Terkadang, programmer baru yang ia pantau bahkan tidak mendapat kesempatan untuk melakukan itu.
Karena kode yang dihasilkan AI penuh dengan kesalahan yang sulit dikenali tanpa pengalaman, terkadang developer senior merasa lebih mudah untuk membuat dan mengeditnya sendiri daripada menyerahkannya kepada programmer junior.
MIT, Cornell, Northwestern, Columbia dan universitas besar lainnya kini justru banyak menyelenggarakan sertifikasi AI.
Menurut CompTIA, jabatan yang paling populer untuk terkait pekerjaan dengan AI adalah "insinyur pembelajaran mesin" dan "insinyur kecerdasan buatan".

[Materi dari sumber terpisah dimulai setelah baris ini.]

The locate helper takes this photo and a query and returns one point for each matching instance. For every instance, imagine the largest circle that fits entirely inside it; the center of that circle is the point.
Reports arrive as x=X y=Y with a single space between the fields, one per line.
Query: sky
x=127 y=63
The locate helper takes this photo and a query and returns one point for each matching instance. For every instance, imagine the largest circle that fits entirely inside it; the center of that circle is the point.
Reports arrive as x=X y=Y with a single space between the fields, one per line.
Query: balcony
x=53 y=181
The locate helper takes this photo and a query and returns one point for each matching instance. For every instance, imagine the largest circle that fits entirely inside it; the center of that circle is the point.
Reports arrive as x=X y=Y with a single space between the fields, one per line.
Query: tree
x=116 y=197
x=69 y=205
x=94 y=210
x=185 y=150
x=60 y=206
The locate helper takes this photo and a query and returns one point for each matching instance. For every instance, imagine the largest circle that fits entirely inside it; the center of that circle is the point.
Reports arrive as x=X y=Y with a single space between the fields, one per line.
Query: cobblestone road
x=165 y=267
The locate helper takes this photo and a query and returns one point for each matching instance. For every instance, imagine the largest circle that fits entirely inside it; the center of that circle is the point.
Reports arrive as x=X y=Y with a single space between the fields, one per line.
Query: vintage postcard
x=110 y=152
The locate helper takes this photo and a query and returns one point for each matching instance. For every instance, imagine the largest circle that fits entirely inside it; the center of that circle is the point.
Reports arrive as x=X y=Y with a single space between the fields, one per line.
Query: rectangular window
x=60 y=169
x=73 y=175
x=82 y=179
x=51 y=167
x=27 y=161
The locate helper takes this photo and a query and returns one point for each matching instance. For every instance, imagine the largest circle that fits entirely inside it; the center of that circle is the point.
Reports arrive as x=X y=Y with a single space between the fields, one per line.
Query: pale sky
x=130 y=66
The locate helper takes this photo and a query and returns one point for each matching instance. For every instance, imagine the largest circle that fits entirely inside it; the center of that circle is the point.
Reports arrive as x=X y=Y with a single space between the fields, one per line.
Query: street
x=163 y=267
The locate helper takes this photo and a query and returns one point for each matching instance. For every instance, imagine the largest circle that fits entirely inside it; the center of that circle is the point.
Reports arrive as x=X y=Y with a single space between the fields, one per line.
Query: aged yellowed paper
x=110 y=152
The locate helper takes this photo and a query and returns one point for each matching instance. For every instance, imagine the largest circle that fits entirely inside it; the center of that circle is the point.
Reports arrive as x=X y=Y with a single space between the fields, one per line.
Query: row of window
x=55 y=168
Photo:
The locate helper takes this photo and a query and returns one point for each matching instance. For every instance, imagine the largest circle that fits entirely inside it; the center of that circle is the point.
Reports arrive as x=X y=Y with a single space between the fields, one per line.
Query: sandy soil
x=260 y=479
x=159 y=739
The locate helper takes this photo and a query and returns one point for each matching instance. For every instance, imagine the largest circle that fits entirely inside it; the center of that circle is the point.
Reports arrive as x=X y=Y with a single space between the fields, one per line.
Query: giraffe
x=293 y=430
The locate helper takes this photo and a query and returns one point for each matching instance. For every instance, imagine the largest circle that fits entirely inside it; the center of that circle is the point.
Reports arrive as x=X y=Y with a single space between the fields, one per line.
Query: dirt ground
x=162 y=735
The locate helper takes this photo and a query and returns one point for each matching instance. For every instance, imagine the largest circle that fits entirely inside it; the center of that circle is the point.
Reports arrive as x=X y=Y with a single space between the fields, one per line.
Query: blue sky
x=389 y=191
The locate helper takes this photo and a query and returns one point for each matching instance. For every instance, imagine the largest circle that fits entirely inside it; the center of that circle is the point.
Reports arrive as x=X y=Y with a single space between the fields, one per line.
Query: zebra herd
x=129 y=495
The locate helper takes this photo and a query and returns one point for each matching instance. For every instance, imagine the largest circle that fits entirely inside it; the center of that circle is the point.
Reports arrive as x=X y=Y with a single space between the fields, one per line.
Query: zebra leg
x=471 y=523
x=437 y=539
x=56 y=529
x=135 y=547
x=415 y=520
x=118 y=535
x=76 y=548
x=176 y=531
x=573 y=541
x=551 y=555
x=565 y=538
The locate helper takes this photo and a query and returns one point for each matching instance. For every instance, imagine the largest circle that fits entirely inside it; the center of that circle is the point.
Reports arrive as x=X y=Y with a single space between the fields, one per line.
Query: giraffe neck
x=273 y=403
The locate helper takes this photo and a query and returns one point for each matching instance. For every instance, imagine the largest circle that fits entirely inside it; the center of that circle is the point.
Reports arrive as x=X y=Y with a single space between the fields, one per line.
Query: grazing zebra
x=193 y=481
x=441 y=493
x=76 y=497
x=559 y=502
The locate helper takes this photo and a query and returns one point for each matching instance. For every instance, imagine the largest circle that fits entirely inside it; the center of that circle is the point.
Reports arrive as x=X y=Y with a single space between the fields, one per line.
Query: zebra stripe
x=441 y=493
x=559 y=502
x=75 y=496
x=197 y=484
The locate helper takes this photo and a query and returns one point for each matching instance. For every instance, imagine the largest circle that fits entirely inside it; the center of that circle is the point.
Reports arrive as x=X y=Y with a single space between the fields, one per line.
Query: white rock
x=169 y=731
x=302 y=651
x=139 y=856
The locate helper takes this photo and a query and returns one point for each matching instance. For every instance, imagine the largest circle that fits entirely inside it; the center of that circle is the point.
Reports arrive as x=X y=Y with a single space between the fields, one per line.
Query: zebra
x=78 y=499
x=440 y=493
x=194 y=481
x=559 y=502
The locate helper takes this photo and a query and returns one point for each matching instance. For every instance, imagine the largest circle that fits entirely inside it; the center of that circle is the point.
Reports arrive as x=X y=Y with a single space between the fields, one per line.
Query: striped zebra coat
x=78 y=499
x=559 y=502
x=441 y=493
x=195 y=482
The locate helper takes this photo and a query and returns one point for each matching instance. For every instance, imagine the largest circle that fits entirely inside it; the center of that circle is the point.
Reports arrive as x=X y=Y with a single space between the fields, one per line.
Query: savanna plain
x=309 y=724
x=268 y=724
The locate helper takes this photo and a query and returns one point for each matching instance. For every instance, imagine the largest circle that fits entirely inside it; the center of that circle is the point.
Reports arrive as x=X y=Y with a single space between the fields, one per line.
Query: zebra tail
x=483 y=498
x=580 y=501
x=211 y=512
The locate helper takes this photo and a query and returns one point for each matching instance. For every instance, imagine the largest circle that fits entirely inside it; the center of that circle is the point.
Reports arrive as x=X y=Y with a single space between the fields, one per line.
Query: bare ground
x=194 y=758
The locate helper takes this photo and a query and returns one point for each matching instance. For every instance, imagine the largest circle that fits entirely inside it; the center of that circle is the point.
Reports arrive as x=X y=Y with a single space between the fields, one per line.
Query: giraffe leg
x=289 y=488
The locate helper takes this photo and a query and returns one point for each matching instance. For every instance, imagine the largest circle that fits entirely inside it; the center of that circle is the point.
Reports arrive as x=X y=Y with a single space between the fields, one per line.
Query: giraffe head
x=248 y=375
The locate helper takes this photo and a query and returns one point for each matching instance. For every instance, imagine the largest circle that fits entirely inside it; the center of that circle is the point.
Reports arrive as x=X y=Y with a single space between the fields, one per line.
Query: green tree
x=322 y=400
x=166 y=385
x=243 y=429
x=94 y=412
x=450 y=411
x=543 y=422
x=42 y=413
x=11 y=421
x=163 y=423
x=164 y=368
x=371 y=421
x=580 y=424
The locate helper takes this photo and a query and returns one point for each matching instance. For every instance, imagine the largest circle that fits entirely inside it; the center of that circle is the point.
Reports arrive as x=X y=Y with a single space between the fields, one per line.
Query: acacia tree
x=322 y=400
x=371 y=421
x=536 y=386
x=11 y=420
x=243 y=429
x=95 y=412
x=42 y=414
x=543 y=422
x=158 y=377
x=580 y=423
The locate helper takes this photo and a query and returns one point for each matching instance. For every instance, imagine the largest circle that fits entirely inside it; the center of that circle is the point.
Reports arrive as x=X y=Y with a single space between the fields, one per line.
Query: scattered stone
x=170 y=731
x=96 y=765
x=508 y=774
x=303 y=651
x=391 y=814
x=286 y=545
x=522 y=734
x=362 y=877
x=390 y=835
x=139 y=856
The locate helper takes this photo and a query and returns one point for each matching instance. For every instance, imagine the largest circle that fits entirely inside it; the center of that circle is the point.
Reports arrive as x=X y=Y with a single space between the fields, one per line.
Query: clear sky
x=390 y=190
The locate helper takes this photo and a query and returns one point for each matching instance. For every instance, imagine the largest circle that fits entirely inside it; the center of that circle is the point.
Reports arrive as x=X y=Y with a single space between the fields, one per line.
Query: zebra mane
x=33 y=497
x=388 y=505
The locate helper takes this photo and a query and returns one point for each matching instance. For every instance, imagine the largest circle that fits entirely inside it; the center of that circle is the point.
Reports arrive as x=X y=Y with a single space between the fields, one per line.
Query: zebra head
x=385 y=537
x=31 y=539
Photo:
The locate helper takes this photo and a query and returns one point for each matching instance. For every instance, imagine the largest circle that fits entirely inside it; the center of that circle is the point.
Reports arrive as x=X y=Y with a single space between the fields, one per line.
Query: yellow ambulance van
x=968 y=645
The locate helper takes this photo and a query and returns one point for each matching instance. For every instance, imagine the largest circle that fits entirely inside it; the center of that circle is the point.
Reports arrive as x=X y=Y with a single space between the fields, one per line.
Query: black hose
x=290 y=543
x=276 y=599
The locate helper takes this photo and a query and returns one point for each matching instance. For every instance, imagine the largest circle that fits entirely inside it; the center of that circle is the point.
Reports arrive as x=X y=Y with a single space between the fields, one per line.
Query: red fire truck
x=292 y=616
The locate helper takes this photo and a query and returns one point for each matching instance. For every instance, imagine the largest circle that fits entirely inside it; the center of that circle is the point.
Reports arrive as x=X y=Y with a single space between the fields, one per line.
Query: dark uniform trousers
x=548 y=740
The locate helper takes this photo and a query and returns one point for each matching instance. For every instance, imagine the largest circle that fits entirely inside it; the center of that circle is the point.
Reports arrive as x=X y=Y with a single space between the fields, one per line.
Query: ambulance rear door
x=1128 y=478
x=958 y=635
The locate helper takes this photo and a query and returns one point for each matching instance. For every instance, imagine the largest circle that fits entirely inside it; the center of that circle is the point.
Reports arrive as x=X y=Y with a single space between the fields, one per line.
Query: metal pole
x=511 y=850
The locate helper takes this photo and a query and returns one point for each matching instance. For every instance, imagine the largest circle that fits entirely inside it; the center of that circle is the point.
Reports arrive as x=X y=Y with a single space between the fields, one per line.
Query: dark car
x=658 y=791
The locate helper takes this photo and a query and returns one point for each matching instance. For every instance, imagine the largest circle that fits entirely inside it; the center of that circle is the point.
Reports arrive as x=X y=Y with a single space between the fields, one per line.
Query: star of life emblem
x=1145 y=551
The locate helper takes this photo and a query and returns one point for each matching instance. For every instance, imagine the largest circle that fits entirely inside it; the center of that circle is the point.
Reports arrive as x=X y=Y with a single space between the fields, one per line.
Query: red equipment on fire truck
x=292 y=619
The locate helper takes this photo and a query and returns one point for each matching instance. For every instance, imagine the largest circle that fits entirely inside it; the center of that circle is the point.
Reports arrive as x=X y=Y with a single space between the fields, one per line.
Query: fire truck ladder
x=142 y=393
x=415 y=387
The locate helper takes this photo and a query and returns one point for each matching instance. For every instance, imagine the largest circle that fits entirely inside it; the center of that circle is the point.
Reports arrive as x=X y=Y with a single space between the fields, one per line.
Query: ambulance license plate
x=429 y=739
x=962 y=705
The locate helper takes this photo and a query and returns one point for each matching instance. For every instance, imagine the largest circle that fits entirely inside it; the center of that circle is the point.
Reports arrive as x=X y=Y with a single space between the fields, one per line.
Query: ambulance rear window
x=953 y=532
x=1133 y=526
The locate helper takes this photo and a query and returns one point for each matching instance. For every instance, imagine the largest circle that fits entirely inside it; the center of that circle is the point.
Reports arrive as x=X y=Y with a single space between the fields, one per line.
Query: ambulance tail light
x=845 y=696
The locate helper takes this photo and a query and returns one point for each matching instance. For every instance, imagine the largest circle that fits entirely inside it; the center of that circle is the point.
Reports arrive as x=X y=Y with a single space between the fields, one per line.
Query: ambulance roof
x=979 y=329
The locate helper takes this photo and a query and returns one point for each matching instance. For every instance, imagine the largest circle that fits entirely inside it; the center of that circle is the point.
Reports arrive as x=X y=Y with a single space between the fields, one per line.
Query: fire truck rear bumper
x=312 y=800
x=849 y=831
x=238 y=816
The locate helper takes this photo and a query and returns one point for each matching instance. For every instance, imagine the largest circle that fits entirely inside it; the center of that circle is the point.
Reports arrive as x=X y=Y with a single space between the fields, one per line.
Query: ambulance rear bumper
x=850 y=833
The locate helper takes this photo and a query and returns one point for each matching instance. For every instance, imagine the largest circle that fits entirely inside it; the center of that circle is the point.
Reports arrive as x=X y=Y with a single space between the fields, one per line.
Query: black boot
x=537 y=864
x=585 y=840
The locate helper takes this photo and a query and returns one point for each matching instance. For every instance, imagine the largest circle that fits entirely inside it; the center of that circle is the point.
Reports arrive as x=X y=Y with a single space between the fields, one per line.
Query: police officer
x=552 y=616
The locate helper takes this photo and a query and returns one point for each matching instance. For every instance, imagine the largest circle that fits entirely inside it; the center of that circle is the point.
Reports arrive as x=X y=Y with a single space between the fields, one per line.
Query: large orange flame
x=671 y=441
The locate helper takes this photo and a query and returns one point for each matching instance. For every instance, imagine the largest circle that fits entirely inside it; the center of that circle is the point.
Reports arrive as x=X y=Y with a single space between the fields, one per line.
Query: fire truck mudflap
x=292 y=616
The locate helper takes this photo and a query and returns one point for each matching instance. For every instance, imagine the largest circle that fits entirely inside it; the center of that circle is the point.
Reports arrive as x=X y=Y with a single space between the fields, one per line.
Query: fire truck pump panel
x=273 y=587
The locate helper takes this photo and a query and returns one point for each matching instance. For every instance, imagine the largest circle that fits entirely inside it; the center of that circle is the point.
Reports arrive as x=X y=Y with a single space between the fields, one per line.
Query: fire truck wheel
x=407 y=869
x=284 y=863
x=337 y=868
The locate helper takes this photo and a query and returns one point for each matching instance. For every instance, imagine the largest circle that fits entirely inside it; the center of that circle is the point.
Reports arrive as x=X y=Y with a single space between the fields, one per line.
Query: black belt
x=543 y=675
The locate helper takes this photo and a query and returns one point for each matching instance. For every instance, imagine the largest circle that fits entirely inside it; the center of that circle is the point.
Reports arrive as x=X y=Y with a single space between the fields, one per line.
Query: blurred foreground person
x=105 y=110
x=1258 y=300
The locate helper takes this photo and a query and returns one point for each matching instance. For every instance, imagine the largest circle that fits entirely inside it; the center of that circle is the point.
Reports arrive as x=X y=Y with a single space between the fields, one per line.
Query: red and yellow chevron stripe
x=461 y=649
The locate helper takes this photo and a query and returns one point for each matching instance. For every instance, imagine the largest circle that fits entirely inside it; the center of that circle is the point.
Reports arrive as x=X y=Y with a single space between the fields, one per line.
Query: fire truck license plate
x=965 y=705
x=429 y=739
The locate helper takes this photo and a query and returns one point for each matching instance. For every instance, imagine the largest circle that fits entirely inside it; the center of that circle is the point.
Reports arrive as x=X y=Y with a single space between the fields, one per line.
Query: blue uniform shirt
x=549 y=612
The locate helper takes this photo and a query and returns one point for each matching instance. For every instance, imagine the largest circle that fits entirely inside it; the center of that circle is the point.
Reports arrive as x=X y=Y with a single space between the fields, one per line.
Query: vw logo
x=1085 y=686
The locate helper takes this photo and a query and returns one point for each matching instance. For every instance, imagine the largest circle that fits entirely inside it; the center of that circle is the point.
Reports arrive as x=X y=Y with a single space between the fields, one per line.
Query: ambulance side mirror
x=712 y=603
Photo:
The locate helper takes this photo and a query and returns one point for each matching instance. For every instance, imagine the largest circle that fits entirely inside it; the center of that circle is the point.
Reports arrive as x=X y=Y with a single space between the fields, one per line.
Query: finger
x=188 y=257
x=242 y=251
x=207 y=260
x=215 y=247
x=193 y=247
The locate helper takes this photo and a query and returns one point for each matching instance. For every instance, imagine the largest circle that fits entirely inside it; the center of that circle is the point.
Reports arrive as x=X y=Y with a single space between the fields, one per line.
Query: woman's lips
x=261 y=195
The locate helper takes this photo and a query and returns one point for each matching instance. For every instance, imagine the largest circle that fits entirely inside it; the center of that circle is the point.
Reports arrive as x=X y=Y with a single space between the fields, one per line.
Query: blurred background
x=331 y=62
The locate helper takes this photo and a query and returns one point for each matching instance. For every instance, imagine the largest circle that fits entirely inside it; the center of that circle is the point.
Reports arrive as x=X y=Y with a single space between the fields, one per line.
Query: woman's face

Beberapa keterampilan yang tercantum dalam lowongan pekerjaan ini adalah "menerapkan dan menskalakan model pembelajaran mesin" dan "mengotomatiskan pelatihan model bahasa besar, pembuatan versi, pemantauan, dan proses penerapan."
Anda tidak dapat mempelajarinya dengan cepat tanpa latar belakang matematika atau pengkodean.
Dalam survei terbaru yang dilakukan oleh Microsoft dan LinkedIn terhadap lebih dari 9.000 eksekutif, 66% mengatakan mereka tidak akan mempekerjakan seseorang tanpa keterampilan AI, tetapi tidak jelas, seperti apa sebenarnya keterampilan tersebut.